The Major League Soccer (MLS) association is looking to expand and include a 20th team, to be based in New York (the Red Bulls don’t count).
The league has surveyed nineteen possible locations in the city and narrowed the list to a dozen with Flushing Meadows Park in Queens and Pier 40 on the west side of Manhattan taking the lead, The Times reported.
Officials from the league and Hudson River Park Trust sat down last Thursday to discuss the plausibility of a stadium and its potential size at Pier 40:
Though M.L.S. has several designs, any stadium at Pier 40 would take up about nine acres, seat 20,000 to 25,000 fans and include youth soccer facilities.
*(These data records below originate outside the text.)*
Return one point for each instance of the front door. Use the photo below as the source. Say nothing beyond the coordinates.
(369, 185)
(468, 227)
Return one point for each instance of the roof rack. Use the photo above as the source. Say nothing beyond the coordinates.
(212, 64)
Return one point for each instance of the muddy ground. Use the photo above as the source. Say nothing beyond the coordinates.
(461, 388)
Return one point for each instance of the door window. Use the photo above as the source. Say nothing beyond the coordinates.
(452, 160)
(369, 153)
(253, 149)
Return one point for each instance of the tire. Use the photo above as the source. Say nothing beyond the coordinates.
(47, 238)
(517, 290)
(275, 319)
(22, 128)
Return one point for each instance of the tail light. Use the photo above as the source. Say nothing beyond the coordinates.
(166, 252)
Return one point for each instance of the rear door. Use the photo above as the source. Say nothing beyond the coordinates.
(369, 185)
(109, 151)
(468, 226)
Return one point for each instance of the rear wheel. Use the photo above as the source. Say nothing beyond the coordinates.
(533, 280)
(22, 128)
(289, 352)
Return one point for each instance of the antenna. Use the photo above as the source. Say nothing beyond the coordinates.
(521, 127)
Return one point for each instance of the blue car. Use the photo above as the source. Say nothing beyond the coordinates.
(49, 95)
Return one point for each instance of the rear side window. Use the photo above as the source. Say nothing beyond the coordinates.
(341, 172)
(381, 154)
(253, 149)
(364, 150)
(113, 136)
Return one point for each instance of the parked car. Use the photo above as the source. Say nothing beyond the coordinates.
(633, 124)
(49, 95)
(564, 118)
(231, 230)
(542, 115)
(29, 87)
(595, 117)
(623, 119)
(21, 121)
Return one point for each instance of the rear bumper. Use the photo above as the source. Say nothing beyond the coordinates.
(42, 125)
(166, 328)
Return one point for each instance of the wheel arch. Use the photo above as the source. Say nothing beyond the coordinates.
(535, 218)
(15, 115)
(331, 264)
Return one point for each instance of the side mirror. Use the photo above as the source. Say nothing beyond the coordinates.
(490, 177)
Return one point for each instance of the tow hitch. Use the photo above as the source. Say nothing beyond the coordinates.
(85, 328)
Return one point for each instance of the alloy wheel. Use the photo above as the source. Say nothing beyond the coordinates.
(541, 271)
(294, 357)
Trying to expand the size of the pier would probably be very problematic for environmental and political reasons.
The stadium is in the very early stages of development, having to figure out the way around several obstacles, The Times notes: repairing the pier (about $100 billion), finding money to build the stadium, community outcry over the destruction of the older soccer fields, and, of course, finding owners for the new team.
The Park Trust is looking for ways to turn around its declining park revenue, which have dropped from $8 million to $5.5 million in recent years because of worsening conditions and appeal at the piers.
Madelyn Wils, the trust’s president, noted in a statement that “[The Hudson River Park Trust is] still actively engaged in our process, and are optimistic we will find creative community-based solutions for Pier 40 as well as the entire five-mile Park.”